Firman Allah, Alkitab, memberikan penghiburan terbesar bagi semua. Rasul Kristen Paulus menyatakan, ”Aku memiliki harapan kepada Allah . . . bahwa akan ada kebangkitan untuk orang-orang yang adil-benar maupun yang tidak adil-benar.” (Kisah 24:15) Membayangkan harapan kebangkitan yang berdasarkan Alkitab bisa sangat menghibur orang yang berkabung atas kematian orang tercinta. d Itulah yang dirasakan Lauren, seorang wanita yang ditinggal mati oleh saudara laki-lakinya yang masih remaja dalam suatu kecelakaan. ”Meski sangat sedih,” ujarnya, ”saya mengambil Alkitab dan membacanya, walau hanya satu ayat. Saya memilih ayat-ayat yang khususnya membesarkan hati saya, dan membacanya berulang-ulang. Misalnya, saya terhibur dengan kata-kata Yesus kepada Marta setelah kematian Lazarus. Ia berkata kepadanya, ’Saudaramu akan bangkit.’”​—Yohanes 11:23

”Jangan Terus Terpuruk”

Walau mungkin sulit, mengatasi dukacita akan membantu Anda untuk terus menjalani kehidupan Anda. Ini tidak berarti Anda mengkhianati orang tercinta dan melupakan dia. Jadi, jangan merasa bersalah. Faktanya, Anda takkan pernah melupakan orang yang Anda cintai. Pada saat-saat tertentu, kerinduan Anda mungkin terasa tak tertahankan, tetapi lambat laun hal ini tidak akan begitu menyesakkan Anda lagi.

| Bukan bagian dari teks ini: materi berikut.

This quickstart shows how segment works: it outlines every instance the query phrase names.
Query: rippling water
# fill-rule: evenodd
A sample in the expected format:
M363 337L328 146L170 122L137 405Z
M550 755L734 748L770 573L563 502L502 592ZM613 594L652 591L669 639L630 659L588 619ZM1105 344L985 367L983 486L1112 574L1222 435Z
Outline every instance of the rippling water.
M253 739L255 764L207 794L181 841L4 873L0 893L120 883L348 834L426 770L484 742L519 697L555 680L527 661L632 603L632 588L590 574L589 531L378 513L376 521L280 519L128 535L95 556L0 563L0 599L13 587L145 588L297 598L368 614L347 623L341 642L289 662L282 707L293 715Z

Anda juga mungkin dapat mengenang suka duka Anda bersama orang tercinta dengan perasaan geli. Misalnya, Ashley, yang dikutip di artikel sebelumnya, berkata, ”Saya ingat hari terakhir Mama sebelum dia meninggal. Dia kelihatan lebih baik dan sudah bisa bangun dari tempat tidur. Sewaktu kakak perempuan menyisir rambut Mama, ada yang membuat kami bertiga tertawa. Sudah lama saya tidak lihat Mama tersenyum seperti itu. Dia senang sekali bersama putri-putrinya.”

Anda juga dapat merenungkan pelajaran berharga yang Anda peroleh sewaktu bersama orang yang Anda cintai. Misalnya, Sally berkata, ”Mama itu guru yang hebat. Dia memberikan nasihat yang bagus tanpa menggurui, dan dia mengajar saya cara membuat keputusan bijaksana yang harus saya putuskan sendiri, tanpa didikte oleh dia atau Papa.”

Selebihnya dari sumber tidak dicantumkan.